Let nvar represent the number of predictor variables to be generated. To begin, let nvar=20 (which corresponds to the number of variables you would expect to need to generate on average to produce 1 falsely significant predictor at the standard α=0.05 level (note this is geometric)).

Also let nobs be the number of observations we take (i.e. number of rows in our data frame). Let’s begin with nobs=1000.

nvar = 20
nobs = 1000

Next, we randomly generate a data frame with nobs rows and nvar+1 columns (1 observed variable + nvar predictor variables). The distribution doesn’t matter, let’s just start by using the standard normal distribution.

The easiest way to do this is to generate a vector with nobs*(nvar+1) random numbers, then reshape to a matrix with the correct dimensions, then finally convert to a data frame object (note matrix and data frame are two different types of objects in R, so this last step is necessary or else the R functions we are used to using (which are written for data frames) will not work).

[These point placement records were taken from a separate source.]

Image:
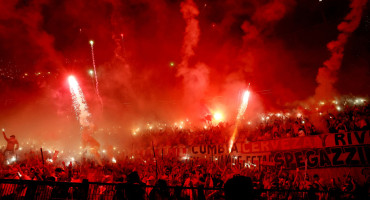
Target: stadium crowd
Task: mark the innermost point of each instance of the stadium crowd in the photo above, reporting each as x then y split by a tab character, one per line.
169	174
269	126
199	173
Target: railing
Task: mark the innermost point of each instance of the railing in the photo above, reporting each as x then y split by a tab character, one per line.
40	190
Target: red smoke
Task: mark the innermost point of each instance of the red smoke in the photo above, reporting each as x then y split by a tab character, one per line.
276	45
328	74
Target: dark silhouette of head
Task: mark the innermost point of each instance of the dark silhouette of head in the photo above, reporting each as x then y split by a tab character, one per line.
239	187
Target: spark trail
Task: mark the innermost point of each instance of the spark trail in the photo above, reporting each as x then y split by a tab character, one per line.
83	116
241	112
95	74
79	102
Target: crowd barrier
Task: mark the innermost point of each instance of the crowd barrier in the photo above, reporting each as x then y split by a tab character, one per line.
40	190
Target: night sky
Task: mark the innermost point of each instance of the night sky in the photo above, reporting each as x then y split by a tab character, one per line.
166	59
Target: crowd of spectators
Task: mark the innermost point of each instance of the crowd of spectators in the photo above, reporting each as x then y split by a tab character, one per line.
266	127
199	173
167	173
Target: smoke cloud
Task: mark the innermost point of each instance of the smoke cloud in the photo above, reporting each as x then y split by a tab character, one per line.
328	74
216	47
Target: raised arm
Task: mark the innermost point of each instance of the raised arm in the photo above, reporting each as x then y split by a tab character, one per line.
17	147
5	136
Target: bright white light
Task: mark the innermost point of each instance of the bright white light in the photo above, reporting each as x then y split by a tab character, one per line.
218	116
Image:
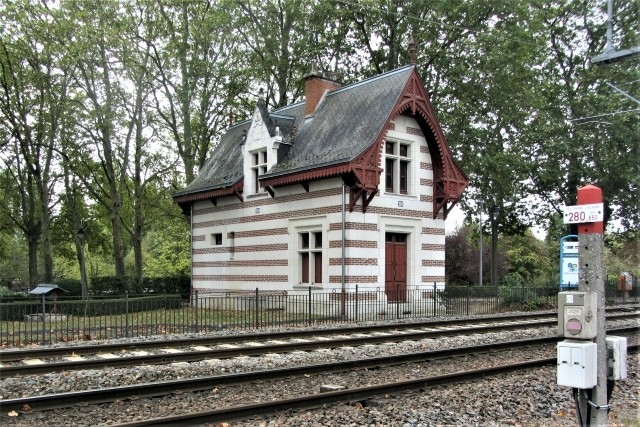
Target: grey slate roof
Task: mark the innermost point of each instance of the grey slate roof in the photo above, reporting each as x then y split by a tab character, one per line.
345	124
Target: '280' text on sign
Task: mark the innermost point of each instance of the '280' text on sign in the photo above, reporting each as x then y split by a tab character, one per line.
583	213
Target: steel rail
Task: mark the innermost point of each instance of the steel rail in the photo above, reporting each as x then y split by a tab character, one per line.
198	355
14	355
350	395
9	355
63	400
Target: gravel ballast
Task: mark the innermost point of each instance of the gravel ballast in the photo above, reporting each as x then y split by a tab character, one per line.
530	398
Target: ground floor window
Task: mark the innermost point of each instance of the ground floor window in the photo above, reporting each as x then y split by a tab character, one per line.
310	257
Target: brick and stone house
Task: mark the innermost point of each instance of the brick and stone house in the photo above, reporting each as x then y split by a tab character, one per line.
350	187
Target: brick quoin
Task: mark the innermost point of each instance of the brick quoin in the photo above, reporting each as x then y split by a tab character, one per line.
432	247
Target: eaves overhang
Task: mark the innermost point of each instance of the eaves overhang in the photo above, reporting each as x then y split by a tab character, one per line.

# UNCOMMENT LINES BELOW AND RUN

# df = rnorm(nobs*(nvar+1)) %>%       # generate random numbesr
#   matrix(ncol = nvar+1) %>%         # reshape to matrix with nvar+1 columns
#   as.data.frame %>%                 # convert to data frame
#   setNames(c("Y",paste0("X",1:20))) # change column names
# 
# str(df)
# head(df,4)

Running regression

Remember, multiple testing correction methods are just methods for adjusting p-values to take into account how many tests we are running, so it can apply to any statistical method that produces a p-value; it is NOT limited to regression. However, for this example, we will use regression to demonstrate the problem.

Run a basic multiple linear regression (no interactions or powers) of Y on all variables X1, X2, …, X20 in the dataset (recall you the expression Y ~ . will do this automagically (don’t forget to set data=df)), and show the summary() output.

# run regression here

The numbers in your dataset are all randomly and independently generated, but due to the number of tests you are running, on average you would find 1 statistically significant (p-value < 0.05) variable in this summary output (if you didn’t get a significant result, try running the data generation again).

Monte-Carlo analysis

Recall that a p-value represents the probability of false positive if there is no real effect. Thus, letting α=0.05 means we expect on average, 5% of our experiments to produce a false positive.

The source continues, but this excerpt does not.